The Desert Embroidery Educational Visitor Center in the Bedouin city of Lakiya is one of the local initiatives to empower women to attain equality through the improvement of their economic, educational and social status.
"For us, every day is Women's Day, and we were constantly trying to have our voices heard and to have a place in our community, a male-dominated community," said Adan Alhjooj, one of the activists in the project.
Amal Elsana-Alh'jooj gives a speech in the visitor center in Lakiya, Israel on Feb. 27, 2022.Photo:Xinhua
Her mother, Dr. Amal Elsana-Alh'jooj, is the co-founder of the project. She started with teaching older women how to write and read, and gradually developed a love for feminism. Now she is a renowned activist and leader that fights for Bedouin women's rights.
"I was born as a fifth girl to a Bedouin family, which for many people is kind of a tragedy because everyone wanted to have a boy and not a girl," said Elsana-Alh'jooj.
"But I decided that I don't want to play the role of the victim and saying, oh, I was born in a patriarchal system, I am a girl, I have no rights."
Instead, she chose to change the reality.
She started at a very early age her journey for equality. As a child, Elsana-Alh'jooj saw her mother giving her brother a nicer piece of chicken. "I jumped on my brother and took his piece," she said.
"I knew that if I'm not fighting over these small things then, I wouldn't be able to fight over big things in the future."
A Bedouin woman works on embroidery in the visitor center in Lakiya, Israel on Feb. 27, 2022.Photo:Xinhua
Elsana-Alh'jooj recalled that her leadership spirit was born when she was a six-year-old shepherdess "taking 50 sheep, three cows, a donkey, and running to the mountains of Lakiya."
Instructing workshops of embroidery, selling clothes, garments, and accessories that tell the stories of Bedouin women, heritage, as well as their complex reality have become a tourist attraction.
Nowadays, more and more Bedouin women are working compared with two decades ago.
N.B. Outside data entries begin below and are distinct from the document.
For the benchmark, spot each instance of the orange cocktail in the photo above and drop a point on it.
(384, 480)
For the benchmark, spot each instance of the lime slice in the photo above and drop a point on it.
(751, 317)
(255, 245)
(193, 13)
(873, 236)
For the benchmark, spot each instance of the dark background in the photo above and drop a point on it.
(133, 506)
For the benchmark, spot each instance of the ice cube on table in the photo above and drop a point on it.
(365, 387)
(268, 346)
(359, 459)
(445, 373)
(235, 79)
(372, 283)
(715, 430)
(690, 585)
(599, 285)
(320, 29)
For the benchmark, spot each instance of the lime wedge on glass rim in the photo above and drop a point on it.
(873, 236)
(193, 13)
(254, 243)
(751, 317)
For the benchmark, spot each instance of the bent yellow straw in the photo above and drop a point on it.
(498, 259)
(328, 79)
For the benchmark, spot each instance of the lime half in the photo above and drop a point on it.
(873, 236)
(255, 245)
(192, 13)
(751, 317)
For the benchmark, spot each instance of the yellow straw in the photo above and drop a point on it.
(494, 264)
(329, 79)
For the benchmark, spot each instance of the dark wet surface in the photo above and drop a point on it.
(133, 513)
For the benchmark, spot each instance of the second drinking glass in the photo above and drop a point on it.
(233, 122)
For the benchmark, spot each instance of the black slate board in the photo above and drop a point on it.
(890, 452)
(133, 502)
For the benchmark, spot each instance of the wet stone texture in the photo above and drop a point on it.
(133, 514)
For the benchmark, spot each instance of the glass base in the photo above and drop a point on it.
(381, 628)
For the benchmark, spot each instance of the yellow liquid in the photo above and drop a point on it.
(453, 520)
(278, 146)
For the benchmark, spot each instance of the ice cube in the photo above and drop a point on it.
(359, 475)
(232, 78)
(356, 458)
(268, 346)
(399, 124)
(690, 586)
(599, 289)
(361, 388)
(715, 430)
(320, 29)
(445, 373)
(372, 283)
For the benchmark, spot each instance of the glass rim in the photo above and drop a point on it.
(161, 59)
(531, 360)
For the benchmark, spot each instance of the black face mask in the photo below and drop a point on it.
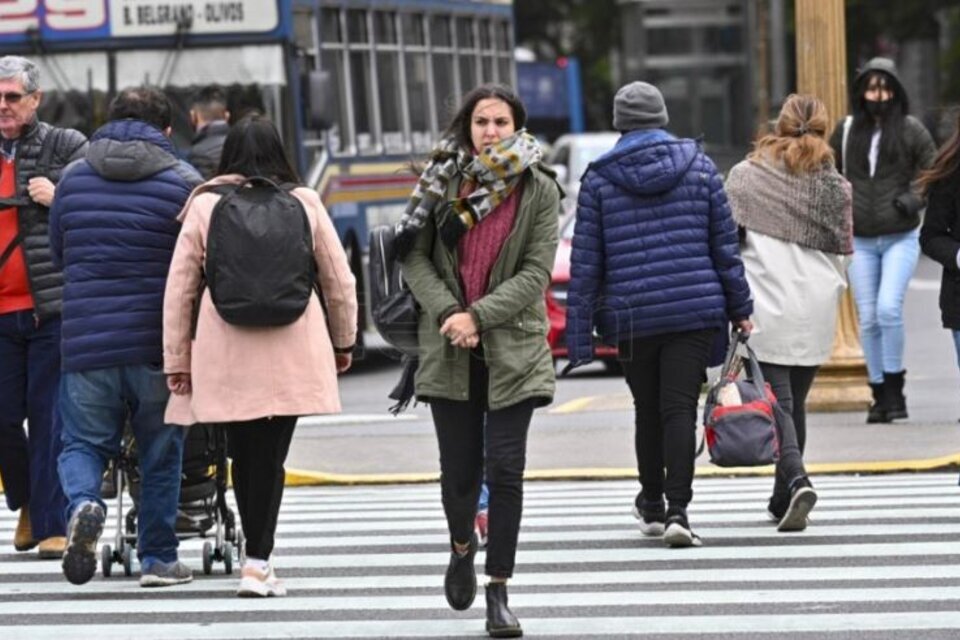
(878, 109)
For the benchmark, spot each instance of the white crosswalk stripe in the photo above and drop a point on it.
(880, 560)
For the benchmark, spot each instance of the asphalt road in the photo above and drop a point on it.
(589, 426)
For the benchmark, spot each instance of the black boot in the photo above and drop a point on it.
(501, 623)
(894, 399)
(878, 410)
(460, 583)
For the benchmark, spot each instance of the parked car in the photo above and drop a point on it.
(557, 301)
(570, 155)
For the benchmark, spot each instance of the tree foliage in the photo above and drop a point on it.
(587, 29)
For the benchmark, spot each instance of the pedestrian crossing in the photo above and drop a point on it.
(880, 560)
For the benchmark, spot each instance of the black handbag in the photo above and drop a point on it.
(393, 308)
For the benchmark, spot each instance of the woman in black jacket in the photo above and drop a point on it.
(940, 234)
(881, 150)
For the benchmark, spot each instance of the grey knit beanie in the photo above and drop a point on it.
(639, 105)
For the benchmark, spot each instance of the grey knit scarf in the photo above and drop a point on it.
(812, 210)
(496, 170)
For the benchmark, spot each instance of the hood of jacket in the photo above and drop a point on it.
(647, 161)
(884, 65)
(130, 150)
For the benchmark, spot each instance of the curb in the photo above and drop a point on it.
(303, 478)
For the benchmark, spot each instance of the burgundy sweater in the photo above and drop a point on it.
(480, 246)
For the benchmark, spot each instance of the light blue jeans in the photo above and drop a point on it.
(956, 345)
(879, 274)
(95, 404)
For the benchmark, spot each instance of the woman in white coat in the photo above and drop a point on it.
(794, 210)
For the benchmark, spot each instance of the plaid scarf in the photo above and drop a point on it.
(496, 171)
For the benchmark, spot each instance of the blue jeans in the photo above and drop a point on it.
(484, 503)
(29, 377)
(95, 406)
(879, 274)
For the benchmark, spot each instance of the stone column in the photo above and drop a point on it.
(841, 384)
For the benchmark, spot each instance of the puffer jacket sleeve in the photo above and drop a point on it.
(936, 234)
(337, 282)
(183, 288)
(528, 284)
(586, 273)
(725, 250)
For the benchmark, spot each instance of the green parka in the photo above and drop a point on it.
(512, 316)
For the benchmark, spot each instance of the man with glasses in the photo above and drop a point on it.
(32, 156)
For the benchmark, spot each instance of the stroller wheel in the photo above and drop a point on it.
(207, 558)
(106, 560)
(241, 547)
(228, 558)
(127, 557)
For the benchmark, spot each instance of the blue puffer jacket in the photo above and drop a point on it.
(655, 249)
(113, 228)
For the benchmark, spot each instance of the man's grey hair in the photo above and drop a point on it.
(17, 68)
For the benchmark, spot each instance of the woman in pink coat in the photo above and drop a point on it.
(255, 381)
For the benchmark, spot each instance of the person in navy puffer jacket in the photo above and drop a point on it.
(656, 270)
(113, 228)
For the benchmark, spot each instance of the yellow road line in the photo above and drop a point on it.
(304, 478)
(312, 478)
(573, 406)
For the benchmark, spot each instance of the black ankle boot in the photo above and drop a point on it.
(460, 583)
(878, 410)
(894, 399)
(501, 623)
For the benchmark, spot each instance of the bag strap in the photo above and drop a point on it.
(737, 338)
(43, 167)
(10, 248)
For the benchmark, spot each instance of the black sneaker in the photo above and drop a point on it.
(83, 532)
(651, 517)
(802, 500)
(460, 583)
(678, 534)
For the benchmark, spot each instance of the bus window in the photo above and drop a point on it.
(411, 26)
(440, 32)
(390, 79)
(360, 85)
(339, 132)
(444, 89)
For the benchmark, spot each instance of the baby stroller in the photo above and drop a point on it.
(202, 504)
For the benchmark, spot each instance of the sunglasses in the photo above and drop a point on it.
(13, 97)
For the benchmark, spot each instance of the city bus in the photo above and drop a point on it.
(358, 88)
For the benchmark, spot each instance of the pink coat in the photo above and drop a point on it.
(245, 373)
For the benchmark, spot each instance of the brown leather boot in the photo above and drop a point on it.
(23, 537)
(52, 548)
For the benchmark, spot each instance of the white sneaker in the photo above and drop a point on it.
(652, 528)
(258, 584)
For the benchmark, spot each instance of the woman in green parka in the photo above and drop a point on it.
(481, 232)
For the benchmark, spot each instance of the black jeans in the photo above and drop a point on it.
(258, 449)
(465, 432)
(790, 384)
(665, 373)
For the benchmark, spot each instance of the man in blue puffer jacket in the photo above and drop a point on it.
(656, 270)
(113, 228)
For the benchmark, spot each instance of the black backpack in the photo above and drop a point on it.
(260, 266)
(394, 310)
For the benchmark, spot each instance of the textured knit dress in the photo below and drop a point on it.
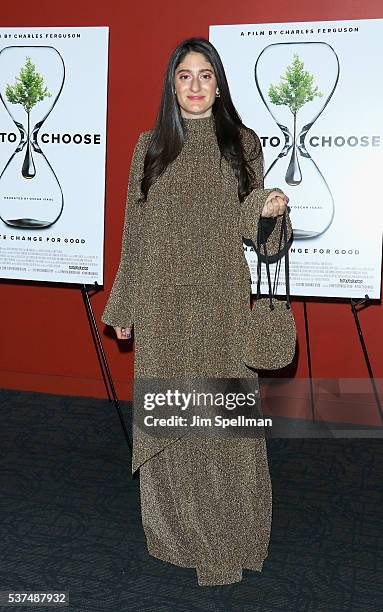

Back then, more than 80 percent were unemployed. The government put a lot of effort into changing it, so Israel could join the Organization for Economic Cooperation and Development (OECD), according to Elsana-Alh'jooj.
The embroidery initiative also helped some married women with no legal status in the country. Most of them were former residents of the West Bank or Gaza strip, or abandoned wives of polygamist Bedouin.
For these women, the embroidery project is the only source of income.
"This is the only way that they can survive here," said Elsana-Alh'jooj.
Bedouins in Israel are concentrated mainly in the Negev desert alongside southern country, and some live in several adjacent cities.